As a DBA, it is advisable to collaborate with your colleagues from the operations team. Especially when you are planning to upgrade to SQL Server 2014 and they are planning to buy new hardware for your new database servers. That is exactly what I recently did, and in this blog series I am going to explain and document the entire process of upgrading our databases from SQL Server 2005 to SQL Server 2014. In this first post I am going to talk about the Recovery Point Objective and Recovery Time Objective, because that’s where a project like this all starts.
A new SAN
Last summer the selection process for the new SAN storage began. My colleague from the operations team asked me how much storage we needed for our databases, so I had to do a little capacity planning. That involved a little more than just summing up the file sizes of every database involved. I had to decide on a High Availability and Disaster Recovery (HA/DR) strategy for our new SQL Server 2014 environment, because the storage capacity needs strongly depend on it. And before choosing a HA/DR strategy, I had to know what our Recovery Point Objective (RPO) and what our Recovery Time Objective (RTO) was.
RPO/RTO and HA/DR
Before I continue, I’d like to briefly explain short what RPO/RTO and HA/DR mean, in case you don’t know. If you do, then you can skip this section.
Recovery Point Objective, or RPO, determines the maximum amount of data the business can afford to lose in case of a data loss event. This is measured in time. For example, you might decide that the business can stand to lose 1 minute or 1 hour of data. In other words: to which point in time can we recover from disaster: 1 minute before disaster struck, or 1 hour?
Recovery Time Objective, or RTO, determines the maximum amount of time it takes to get the systems online after they go down. This includes the time it takes for the on-call guy to get out of bed after being woken up by his pager, logging into his computer, analyzing the problem(s), etcetera…. until the system is online again.

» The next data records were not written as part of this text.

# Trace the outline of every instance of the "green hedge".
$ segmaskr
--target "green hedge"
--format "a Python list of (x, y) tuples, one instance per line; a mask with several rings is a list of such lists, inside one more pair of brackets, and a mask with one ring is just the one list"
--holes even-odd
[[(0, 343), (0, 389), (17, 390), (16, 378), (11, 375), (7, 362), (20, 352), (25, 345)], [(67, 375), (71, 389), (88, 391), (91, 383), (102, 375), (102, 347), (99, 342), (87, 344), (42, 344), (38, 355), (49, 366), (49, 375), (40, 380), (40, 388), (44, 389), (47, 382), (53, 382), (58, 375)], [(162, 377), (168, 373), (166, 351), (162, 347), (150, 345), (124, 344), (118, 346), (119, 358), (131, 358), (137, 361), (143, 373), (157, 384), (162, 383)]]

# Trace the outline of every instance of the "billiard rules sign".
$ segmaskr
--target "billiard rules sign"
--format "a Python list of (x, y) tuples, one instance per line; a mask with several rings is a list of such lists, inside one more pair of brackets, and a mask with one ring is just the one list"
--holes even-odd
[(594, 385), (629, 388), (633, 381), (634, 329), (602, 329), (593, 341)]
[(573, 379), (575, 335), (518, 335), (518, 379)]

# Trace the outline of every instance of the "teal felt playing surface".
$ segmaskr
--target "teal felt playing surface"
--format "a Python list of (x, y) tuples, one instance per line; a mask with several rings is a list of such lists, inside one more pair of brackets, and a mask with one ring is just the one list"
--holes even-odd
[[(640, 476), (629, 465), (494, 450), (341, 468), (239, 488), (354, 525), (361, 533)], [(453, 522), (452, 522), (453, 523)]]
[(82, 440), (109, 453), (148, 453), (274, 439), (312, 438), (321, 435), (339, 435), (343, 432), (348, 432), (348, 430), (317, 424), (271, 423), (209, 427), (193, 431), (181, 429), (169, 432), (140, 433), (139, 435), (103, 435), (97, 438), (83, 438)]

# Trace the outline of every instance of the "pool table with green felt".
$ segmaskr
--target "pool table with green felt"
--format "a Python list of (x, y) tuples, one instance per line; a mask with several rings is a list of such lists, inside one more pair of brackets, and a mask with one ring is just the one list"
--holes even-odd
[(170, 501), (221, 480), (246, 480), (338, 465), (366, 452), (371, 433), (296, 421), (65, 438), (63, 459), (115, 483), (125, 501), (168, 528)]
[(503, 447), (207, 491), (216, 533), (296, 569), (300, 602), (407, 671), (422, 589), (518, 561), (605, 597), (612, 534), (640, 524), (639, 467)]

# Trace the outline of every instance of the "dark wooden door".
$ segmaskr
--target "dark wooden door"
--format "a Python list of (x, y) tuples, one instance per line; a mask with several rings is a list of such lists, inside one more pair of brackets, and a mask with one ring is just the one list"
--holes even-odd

High Availability, or HA, determines how the SQL Server application is configured to handle isolated failures, i.e. to failover to a secondary system in case the primary system fails because of a server failure. Failover Clustering and Database Mirroring are both HA technologies.
Disaster Recovery, or DR, determines how the SQL Server application is configured to handle widespread outages, i.e. failover to a secondary site if the primary site is struck by a disaster like flood, quake, SAN failure, etc.
Getting my manager and my CTO involved
Determining RPO/RTO is not purely technical: I had to talk to my manager and to our CTO to understand what business needs had to be met. I actually had to explain what RPO/RTO meant, and presented them with 2 tables from Brent Ozar Unlimited to help them select the appropriate RPO and RTO for HA as well as DR. I also showed them this diagram, also from Brent Ozar Unlimited, to show them the associated costs that go with their choices. By doing all this, I got them involved in the process, created awareness and set expectations. Their response was:
RPO (How much data are we willing to lose in the event of an outage?):
|None to 1 second|
RTO (How long can a system be down?)
|None to 1 second|
To be honest, I’m a lucky DBA, because I actually advised them to make this choice and they trusted my judgement. Anyways, their choices meant:
- I had to choose a HA strategy where, in the event of a failure within the primary data center (e.g. a server dies), a failover has to occur within 1 minute (RTO) with a maximum data loss of 1 minute (RPO).
- I had to choose a DR strategy where, in the event of a complete primary data center failure (e.g. a flood or earthquake), we have to get our databases online in our secondary datacenter within 1 hour (RTO) with a maximum data loss of 1 hour (RPO).
What I chose, and how these numbers translate to the HA/DR technologies I’ve chosen, will be part of the next post in this series.
In this blogpost I showed that, before doing anything else towards upgrading our SQL Server databases, I sat down with my manager and our CTO to determine the RPO and RTO for our databases. When I knew these numbers, I was better able to choose a HA/DR strategy, which I am going to talk about next. Because I involved my manager and our CTO, this exercise also had a nice little side effect, namely setting expectations and creating awareness for our business users.